Cancer is a complex and heterogeneous disease marked by the dysregulation of
cancer driver genes historically classified as oncogenes or tumour suppressors according to their ability to promote or inhibit tumour development and growth, respectively. Certain genes display both oncogenic and tumour suppressor functions depending on the biological context, and as such have been termed dual-role
cancer driver genes. However, because of their context-dependent behaviour, the tumourigenic mechanism of many dual-role genes is elusive and remains a significant knowledge gap in our effort to understand and treat
cancer.
Inositol polyphosphate 4-phosphatase type II (INPP4B) is an emerging dual-role
cancer driver gene, primarily known for its role as a negative regulator of the
phosphoinositide 3-kinase (PI3K)/AKT signalling pathway. In response to
growth factor stimulation, class I PI3K generates
PtdIns(3,4,5)P3 at the plasma membrane.
PtdIns(3,4,5)P3 can be hydrolysed by
inositol polyphosphate 5-phosphatases to generate
PtdIns(3,4)P2, which, together with
PtdIns(3,4,5)P3, facilitates the activation of AKT to promote cell proliferation, survival, migration, and metabolism.
Phosphatase and
tensin homology on chromosome 10 (PTEN) and INPP4B are
dual-specificity phosphatases that hydrolyse
PtdIns(3,4,5)P3 and
PtdIns(3,4)P2, respectively, and thus negatively regulate PI3K/AKT signalling. PTEN is a bona fide tumour suppressor that is frequently lost in human tumours. INPP4B was initially characterised as a tumour suppressor akin to PTEN, and has been implicated as such in a number of
cancers, including prostate, thyroid, and basal-like breast
cancers.
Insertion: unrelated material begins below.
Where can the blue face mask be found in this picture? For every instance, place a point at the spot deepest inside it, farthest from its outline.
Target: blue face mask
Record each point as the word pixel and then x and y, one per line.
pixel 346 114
However, evidence has since emerged revealing INPP4B as a paradoxical oncogene in several
malignancies, with increased INPP4B expression reported in AML,
melanoma and
colon cancers among others. Although the tumour suppressive function of INPP4B has been mostly ascribed to its ability to negatively regulate PI3K/AKT signalling, its oncogenic function remains less clear, with proposed mechanisms including promotion of PtdIns(3)P-dependent SGK3 signalling, inhibition of PTEN-dependent AKT activation, and enhancing DNA repair mechanisms to confer chemoresistance. Nevertheless, research is ongoing to identify the factors that dictate the tumourigenic output of INPP4B in different human
cancers. In this review we discuss the dualistic role that INPP4B plays in the context of
cancer development, progression and treatment, drawing comparisons to PTEN to explore how their similarities and, importantly, their differences may account for their diverging roles in tumourigenesis.